To handle any errors that may occur in the chain, you can add a call to catch at the end of the chain. If any of the Promises are rejected, this catch handler will run, and the rest of the chain is skipped.
Promise.resolve(1)
.then(id => {
console.log(`Success: ${id}`);
return Promise.reject(2);
}).then(id => {
console.log(`Success: ${id}`);
return Promise.resolve(3);
}).then(id => {
console.log(`Success: ${id}. Done!`);
}).catch(id => {
console.log(`Error: ${id}`);
});
The output of this chain will be:
Success: 1
Error: 2
The weird parts
If you add more then calls after the catch, they will run!
Promise.resolve(1)
.then(id => {
console.log(`Success: ${id}`);
return Promise.reject(2);
}).then(id => {
console.log(`Success: ${id}`);
return Promise.resolve(3);
}).then(id => {
console.log(`Success: ${id}. Done!`);
}).catch(id => {
console.log(`Error: ${id}`);
}).then(() => {
console.log('Another then!');
});
You'll get this output:
Success: 1
Error: 2
Another then!
Why does the chain continue after the catch? As it turns out, you can return another Promise from a catch handler. Here, the catch handler just prints to the console. The handler function, then, returns undefined. This actually returns a new Promise, fulfilled with the value undefined. You can verify this by adding the id argument to the last then:
Promise.resolve(1)
.then(id => {
console.log(`Success: ${id}`);
return Promise.reject(2);
}).then(id => {
console.log(`Success: ${id}`);
return Promise.resolve(3);
}).then(id => {
console.log(`Success: ${id}. Done!`);
}).catch(id => {
console.log(`Error: ${id}`);
}).then(id => {
console.log(`Success: ${id}`);
});
And the output:
Success: 1
Error: 2
Success: undefined
Re-rejecting
This is a contrived scenario, but consider a function that does some asynchronous work and returns a Promise. Maybe it's a function that wraps the Fetch API, to return the JSON content.
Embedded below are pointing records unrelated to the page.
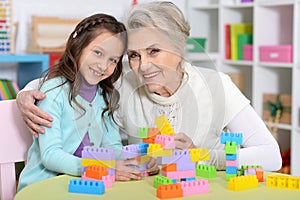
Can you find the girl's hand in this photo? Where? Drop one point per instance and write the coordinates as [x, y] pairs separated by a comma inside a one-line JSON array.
[[32, 115], [125, 173], [182, 141], [152, 167]]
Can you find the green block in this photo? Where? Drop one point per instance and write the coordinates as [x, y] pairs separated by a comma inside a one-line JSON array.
[[143, 132], [228, 176], [243, 39], [206, 171], [195, 45], [161, 180], [230, 148]]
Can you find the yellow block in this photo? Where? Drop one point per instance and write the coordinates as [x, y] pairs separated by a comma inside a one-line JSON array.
[[164, 126], [103, 163], [242, 183], [199, 154], [161, 153]]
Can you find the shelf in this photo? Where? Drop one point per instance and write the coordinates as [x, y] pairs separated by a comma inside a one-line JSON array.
[[276, 3], [238, 62], [276, 65], [202, 56], [281, 126]]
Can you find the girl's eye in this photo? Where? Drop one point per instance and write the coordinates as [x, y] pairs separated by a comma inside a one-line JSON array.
[[97, 52], [113, 60], [153, 51], [132, 55]]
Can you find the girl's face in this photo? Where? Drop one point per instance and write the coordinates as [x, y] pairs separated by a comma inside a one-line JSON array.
[[153, 59], [99, 59]]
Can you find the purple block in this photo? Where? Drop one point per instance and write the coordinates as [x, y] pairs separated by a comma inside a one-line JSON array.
[[130, 151], [184, 166], [111, 171], [250, 171], [98, 153], [181, 156]]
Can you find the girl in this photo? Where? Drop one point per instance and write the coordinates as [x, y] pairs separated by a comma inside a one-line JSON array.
[[81, 99]]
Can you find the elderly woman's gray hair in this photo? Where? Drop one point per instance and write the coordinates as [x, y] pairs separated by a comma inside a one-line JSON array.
[[163, 15]]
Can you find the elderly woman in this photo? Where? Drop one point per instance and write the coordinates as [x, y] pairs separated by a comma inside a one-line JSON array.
[[198, 102]]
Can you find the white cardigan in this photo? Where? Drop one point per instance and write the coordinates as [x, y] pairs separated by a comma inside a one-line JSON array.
[[206, 102]]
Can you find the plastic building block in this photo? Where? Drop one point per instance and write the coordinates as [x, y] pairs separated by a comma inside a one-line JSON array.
[[164, 126], [143, 132], [229, 176], [143, 148], [86, 186], [169, 191], [199, 154], [130, 151], [231, 163], [104, 163], [230, 148], [206, 171], [178, 156], [231, 156], [166, 141], [162, 180], [152, 132], [96, 172], [194, 187], [242, 183], [180, 174], [231, 137], [98, 153], [169, 167]]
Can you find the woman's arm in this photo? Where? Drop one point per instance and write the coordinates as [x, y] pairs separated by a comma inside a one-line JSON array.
[[32, 115], [259, 146]]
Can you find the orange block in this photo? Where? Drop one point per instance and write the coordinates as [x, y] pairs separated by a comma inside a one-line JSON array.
[[260, 174], [169, 167], [96, 172], [169, 191]]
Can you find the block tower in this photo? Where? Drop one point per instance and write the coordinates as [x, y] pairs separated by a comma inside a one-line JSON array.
[[232, 143]]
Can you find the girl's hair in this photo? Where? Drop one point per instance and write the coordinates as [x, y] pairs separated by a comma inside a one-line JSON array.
[[163, 15], [85, 32]]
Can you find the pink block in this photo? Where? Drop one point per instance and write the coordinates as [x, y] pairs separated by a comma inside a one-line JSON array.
[[276, 53], [166, 141], [231, 163], [180, 174], [248, 52], [194, 187]]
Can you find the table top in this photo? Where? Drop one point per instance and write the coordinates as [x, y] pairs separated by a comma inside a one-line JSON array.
[[57, 188]]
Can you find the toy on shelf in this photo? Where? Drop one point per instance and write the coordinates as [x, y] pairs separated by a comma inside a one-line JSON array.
[[6, 28], [286, 182]]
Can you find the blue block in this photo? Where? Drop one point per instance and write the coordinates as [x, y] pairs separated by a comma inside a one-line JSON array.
[[232, 137], [86, 187], [230, 156], [231, 170]]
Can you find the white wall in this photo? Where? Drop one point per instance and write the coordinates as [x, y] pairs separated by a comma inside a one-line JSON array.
[[23, 10]]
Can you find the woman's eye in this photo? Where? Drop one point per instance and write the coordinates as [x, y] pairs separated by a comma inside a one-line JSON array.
[[133, 55], [153, 51]]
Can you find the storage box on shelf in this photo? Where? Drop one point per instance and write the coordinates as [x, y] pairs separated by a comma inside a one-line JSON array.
[[275, 23], [30, 66]]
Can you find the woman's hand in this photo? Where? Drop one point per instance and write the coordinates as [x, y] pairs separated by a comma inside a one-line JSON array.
[[152, 167], [33, 115], [182, 141], [125, 173]]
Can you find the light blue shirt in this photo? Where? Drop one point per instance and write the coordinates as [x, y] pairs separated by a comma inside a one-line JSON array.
[[52, 152]]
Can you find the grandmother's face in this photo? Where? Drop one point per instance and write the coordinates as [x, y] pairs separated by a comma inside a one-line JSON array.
[[153, 59]]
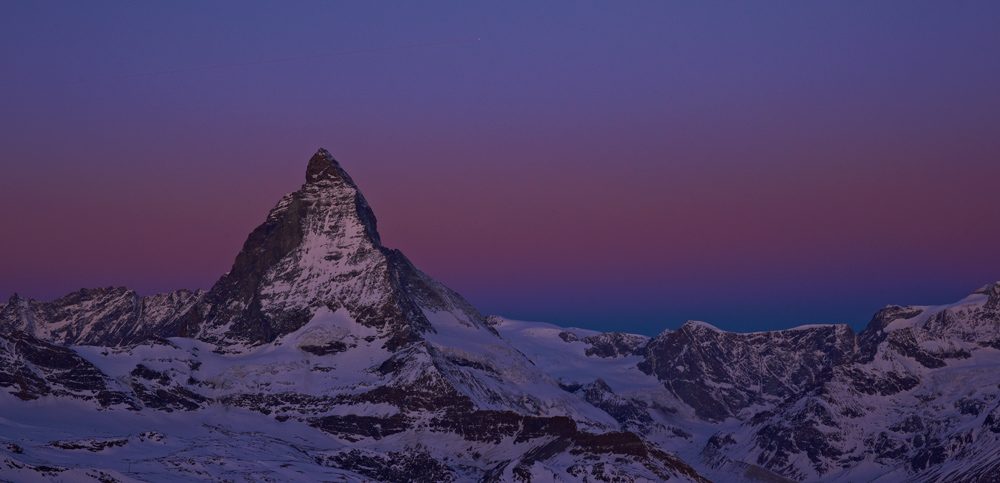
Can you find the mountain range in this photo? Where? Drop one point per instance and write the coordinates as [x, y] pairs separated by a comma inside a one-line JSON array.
[[322, 355]]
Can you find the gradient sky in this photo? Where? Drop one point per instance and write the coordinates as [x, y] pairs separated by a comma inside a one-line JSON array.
[[616, 166]]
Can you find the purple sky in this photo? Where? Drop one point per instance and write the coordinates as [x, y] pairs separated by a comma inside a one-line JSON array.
[[617, 166]]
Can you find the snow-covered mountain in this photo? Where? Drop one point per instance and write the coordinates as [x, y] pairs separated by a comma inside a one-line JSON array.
[[324, 356]]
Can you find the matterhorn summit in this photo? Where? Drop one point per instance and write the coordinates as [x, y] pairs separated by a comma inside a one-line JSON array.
[[322, 355]]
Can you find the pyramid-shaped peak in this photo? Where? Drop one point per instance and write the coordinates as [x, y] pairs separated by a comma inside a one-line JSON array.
[[322, 166]]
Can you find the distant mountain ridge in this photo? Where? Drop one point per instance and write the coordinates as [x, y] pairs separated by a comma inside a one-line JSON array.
[[367, 369]]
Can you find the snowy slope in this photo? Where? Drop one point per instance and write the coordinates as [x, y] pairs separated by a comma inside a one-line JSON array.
[[324, 356]]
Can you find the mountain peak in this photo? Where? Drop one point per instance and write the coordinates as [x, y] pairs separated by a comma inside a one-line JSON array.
[[323, 167]]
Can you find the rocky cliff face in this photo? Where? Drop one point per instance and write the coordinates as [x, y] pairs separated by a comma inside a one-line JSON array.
[[361, 367], [107, 317]]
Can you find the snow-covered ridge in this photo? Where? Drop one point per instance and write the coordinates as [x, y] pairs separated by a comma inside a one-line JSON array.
[[323, 355]]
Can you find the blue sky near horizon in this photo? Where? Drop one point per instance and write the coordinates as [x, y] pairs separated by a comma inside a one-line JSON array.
[[610, 166]]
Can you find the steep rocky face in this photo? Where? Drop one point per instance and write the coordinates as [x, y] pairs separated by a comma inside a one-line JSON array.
[[321, 333], [319, 248], [723, 374], [107, 317], [31, 369]]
It has a catch for centralized request error logging:
function getJSON(url) {
return fetch(url)
.then(response => response.json())
.catch(error => console.log('Fetch error:', error));
}
What happens if there's an error with the Fetch call? Before reading this post, the result might surprise you!
getJSON('http://invalid.fake')
.then(data => console.log('Success!', data))
.catch(() => console.log('Error!'));
Logically you might expect that Error! will be printed. But what actually happens is that getJSON logs the Fetch error but returns a fulfilled Promise. Your then handler will be executed and print:
Success! undefined
In order to get the result you want, the catch handler inside getJSON has to return a rejected Promise. You have to "re-reject" it:
function getJSON(url) {
return fetch(url)
.then(response => response.json())
.catch(error => {
console.log('Fetch error:', error);
return Promise.reject(error);
});
}
You could also throw the error, which will implicitly return a rejected Promise as well:
function getJSON(url) {
return fetch(url)
.then(response => response.json())
.catch(error => {
console.log('Fetch error:', error);
throw error;
});
}
Either way, now when you call getJSON and an error occurs, it will correctly return a rejected Promise.
Summary
Promise chains actually work a lot like try/catch blocks in JavaScript. If an exception is thrown within a try block, it jumps right to the catch block and skips the rest of the try - just like how catch() skips the rest of the Promise chain.
Also, if you have a function that catches an exception, you'll need to re-throw it if you want it to propagate back up to the calling function.